Well, maybe you can parameter the interpreter with a flag of execution.
If sets to false, it's just resolved without any possible execution.

If you can avoid a try ... catch block, it would be better for perfs, anyway.

My 2 cents,

xyz sa...

Here is what I did in xruby:

1. Try to make stack depth always equal to 1. If the value on stack is no longer needed, just pop it.

2. If stack depth has to be more than 1 and exception may throw, keep the type information of objects on stack somewhere. And before begin..end, save them to local variables, and after begin..end, restore them from local variable.

Robert Thau sa...

A (possibly naive) thought; if you're compiling blocks as methods, you may be able to use some of the same machinery.

The idea would be that

try foo; bar
rescue; zot

could be compiled as if the Ruby looked like:

_caught_exception = nil
_trampoline_func {
try foo; bar
rescue _caught_exception = $!
if !_caught_exception.nil?

where _trampoline_func is just

def _trampoline_func; yield; end

The code in the block ("foo; bar") would have access to the local variables of the method that it's declared in, and the rescue clause in the block is going to immediately return (from the block) anyway, so (the hope is that) it doesn't matter that the stack got trashed.

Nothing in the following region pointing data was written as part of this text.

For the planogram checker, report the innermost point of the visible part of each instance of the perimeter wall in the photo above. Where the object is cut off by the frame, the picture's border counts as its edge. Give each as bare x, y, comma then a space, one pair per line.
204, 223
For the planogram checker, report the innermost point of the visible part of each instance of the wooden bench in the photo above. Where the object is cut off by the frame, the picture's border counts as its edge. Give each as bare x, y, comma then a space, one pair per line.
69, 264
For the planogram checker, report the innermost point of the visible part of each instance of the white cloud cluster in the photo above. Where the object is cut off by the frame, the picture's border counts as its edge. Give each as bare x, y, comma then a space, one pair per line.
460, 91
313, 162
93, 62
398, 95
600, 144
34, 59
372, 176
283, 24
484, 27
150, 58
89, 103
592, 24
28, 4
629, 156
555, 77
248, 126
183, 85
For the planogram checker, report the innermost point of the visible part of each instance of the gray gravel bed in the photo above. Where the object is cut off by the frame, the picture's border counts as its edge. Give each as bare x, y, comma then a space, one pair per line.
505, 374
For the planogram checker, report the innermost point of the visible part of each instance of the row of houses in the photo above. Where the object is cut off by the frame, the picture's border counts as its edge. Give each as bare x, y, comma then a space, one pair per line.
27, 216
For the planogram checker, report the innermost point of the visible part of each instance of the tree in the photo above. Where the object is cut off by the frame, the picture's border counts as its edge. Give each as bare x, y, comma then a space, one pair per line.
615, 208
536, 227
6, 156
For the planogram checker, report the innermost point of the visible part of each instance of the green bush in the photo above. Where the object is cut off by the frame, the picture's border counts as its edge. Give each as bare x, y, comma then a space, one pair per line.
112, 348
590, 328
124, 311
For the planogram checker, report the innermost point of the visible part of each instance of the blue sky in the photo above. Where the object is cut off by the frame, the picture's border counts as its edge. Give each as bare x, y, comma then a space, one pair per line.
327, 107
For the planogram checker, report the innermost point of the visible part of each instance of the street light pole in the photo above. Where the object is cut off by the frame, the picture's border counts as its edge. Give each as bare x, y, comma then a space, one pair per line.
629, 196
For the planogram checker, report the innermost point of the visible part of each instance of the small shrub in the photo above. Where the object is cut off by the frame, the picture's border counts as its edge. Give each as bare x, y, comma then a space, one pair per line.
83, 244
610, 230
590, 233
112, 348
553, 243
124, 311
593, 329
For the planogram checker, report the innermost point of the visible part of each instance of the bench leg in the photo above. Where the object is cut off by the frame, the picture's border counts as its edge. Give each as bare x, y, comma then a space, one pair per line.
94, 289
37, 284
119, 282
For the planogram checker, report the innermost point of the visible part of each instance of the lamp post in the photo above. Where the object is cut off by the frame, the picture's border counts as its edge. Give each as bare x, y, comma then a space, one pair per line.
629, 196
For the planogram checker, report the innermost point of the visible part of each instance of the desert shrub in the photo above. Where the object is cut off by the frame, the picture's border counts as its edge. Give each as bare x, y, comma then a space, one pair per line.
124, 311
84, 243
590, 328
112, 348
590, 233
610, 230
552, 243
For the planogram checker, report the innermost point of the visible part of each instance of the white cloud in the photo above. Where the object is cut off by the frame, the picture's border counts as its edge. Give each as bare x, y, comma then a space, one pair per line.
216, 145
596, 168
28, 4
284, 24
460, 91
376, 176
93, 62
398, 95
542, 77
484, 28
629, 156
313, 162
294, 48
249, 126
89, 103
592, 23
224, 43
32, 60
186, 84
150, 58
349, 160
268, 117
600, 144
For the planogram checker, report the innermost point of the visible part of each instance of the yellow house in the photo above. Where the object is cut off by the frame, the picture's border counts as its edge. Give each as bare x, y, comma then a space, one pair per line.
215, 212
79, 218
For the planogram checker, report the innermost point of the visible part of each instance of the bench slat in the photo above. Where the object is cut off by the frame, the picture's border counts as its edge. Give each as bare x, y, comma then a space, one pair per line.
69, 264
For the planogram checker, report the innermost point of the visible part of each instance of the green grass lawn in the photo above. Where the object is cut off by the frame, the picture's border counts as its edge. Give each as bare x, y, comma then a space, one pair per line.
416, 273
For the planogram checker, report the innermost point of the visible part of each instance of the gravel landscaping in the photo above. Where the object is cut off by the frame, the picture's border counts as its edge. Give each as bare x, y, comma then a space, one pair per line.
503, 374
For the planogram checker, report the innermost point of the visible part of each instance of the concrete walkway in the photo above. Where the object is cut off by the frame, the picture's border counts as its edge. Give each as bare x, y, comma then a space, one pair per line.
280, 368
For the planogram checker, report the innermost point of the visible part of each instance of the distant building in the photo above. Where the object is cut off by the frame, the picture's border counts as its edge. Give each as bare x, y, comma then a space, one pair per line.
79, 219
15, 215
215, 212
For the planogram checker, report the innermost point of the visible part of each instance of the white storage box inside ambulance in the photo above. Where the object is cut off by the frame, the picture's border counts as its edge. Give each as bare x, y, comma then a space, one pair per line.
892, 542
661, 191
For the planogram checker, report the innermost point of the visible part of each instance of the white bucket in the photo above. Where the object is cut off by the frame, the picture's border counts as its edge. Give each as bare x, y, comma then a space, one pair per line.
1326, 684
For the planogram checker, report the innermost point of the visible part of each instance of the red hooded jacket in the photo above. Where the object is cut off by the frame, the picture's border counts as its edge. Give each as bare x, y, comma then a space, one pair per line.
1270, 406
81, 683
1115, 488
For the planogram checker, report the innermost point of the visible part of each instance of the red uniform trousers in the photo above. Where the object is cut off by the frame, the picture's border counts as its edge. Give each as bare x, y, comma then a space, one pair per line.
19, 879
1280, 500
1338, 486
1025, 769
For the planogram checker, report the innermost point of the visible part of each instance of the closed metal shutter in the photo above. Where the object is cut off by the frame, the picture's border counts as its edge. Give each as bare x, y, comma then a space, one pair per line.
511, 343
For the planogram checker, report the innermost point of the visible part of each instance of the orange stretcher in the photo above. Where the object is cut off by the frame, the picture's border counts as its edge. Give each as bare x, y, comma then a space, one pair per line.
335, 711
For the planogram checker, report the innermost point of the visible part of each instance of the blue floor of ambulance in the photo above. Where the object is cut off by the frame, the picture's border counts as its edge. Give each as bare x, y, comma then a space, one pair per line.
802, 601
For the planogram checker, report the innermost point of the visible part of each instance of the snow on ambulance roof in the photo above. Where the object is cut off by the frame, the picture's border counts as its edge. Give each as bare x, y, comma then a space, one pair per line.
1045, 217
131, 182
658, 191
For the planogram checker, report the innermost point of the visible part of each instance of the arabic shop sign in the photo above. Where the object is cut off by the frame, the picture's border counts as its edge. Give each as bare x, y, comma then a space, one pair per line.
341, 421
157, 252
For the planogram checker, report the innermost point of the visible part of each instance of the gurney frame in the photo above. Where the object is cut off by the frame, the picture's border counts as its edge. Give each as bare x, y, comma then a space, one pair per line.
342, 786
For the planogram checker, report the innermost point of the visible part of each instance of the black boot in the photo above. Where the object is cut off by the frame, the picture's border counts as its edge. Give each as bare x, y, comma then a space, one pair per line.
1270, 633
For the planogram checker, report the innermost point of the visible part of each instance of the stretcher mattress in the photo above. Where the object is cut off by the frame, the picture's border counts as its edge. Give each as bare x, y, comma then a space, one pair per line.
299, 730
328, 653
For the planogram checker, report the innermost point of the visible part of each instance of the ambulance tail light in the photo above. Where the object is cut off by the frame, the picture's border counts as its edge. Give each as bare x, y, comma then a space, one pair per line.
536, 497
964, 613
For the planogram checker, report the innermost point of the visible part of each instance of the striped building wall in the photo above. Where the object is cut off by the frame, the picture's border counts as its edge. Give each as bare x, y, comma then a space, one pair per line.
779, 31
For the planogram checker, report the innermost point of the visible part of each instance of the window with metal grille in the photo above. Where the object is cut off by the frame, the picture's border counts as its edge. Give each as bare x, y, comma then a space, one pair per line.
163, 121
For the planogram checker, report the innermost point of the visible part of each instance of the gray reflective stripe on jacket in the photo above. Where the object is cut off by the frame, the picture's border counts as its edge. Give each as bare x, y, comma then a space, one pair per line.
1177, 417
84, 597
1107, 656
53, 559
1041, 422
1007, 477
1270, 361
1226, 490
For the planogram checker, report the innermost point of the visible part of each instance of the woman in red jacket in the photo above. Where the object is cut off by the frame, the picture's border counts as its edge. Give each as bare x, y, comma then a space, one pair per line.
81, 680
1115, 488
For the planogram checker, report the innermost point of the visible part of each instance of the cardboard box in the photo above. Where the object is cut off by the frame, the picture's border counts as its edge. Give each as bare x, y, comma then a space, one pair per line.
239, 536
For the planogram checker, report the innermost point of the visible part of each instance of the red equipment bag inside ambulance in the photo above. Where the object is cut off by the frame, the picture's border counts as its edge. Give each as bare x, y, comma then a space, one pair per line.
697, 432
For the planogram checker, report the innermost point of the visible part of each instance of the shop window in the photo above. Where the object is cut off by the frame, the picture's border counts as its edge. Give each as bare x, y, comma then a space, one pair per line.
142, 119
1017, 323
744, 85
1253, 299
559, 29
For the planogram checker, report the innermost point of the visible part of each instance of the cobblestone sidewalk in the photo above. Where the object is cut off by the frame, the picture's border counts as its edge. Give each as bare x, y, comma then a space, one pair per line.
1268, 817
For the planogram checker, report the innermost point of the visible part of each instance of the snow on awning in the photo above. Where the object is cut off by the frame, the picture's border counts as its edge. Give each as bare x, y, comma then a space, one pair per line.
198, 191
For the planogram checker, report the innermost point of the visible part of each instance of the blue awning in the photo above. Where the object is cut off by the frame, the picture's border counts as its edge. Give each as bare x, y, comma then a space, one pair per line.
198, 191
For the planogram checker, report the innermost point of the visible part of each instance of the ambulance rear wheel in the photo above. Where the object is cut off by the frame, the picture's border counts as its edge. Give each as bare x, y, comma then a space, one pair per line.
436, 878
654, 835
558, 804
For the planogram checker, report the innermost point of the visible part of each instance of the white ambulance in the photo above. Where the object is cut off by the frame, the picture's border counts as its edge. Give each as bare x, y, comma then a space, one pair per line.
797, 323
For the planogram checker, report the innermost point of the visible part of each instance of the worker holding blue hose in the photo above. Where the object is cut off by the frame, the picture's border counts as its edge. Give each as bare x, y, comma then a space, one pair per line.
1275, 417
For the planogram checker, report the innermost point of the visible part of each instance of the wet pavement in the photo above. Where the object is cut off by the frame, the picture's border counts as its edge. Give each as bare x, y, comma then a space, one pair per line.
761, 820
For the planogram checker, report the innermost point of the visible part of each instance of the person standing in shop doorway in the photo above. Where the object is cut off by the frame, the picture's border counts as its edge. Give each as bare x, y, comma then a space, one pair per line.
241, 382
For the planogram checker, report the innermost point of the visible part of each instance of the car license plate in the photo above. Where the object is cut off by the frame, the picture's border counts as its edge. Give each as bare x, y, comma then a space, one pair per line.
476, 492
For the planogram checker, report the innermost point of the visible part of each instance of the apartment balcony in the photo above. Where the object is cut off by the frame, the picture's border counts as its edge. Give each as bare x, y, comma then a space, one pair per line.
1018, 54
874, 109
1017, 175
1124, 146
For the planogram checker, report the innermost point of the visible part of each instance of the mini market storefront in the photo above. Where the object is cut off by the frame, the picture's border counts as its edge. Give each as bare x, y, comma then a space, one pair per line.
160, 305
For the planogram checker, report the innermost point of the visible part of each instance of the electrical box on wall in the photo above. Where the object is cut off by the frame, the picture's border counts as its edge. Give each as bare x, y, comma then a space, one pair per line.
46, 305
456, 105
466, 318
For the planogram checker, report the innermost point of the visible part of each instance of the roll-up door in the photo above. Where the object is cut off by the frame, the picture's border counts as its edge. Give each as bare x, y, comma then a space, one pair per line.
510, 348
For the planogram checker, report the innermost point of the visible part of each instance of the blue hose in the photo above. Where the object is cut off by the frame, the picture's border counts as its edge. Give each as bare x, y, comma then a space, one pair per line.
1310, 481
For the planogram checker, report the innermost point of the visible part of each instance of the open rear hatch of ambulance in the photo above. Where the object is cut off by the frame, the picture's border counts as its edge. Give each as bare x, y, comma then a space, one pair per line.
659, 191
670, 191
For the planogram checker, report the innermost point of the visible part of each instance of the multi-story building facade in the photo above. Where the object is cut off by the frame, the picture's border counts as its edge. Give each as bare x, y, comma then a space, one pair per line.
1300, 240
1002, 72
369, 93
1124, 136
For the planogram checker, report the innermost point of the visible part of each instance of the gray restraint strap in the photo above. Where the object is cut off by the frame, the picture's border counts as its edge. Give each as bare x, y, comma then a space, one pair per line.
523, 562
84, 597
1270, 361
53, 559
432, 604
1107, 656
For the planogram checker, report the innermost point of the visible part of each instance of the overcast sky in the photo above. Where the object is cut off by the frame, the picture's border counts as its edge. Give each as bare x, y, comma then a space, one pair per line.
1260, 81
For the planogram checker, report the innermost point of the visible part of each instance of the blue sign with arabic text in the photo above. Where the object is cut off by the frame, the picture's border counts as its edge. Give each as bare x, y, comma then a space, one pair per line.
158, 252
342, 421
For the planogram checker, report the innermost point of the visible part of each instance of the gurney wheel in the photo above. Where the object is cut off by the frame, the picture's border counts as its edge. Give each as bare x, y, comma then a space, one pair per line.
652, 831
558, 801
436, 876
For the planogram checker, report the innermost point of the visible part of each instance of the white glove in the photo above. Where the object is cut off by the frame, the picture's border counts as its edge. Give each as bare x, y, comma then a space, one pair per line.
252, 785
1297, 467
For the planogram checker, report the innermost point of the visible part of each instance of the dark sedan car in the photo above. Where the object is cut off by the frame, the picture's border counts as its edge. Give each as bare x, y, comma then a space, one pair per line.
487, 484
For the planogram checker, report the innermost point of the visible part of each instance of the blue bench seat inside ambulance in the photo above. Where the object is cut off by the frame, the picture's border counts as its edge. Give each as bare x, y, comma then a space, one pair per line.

But I am making some dangerous assumptions here --- that you are implementing blocks more or less like this, and that there is no subtle semantic distinction between code in the body of a 'try', and code in a block...

Eugene Kuleshov sa...

Ola, can you please give a simplified example of the Java bytecode you want to generate? I think I had similar issue at some point, but can't recall all the details now... sa...

Why not use local variables instead of the stack? you have as many local variable slots available to you as you have stack locations. The stack in the jvm isn't really intended to be a long term storage for things, that's what the local variable table is for.

As for the person making a comment about avoiding try/catch blocks for performance - try/catch has no overhead in java until an exception gets thrown - and even then, the overhead is minimal - since it's pretty much just a local goto.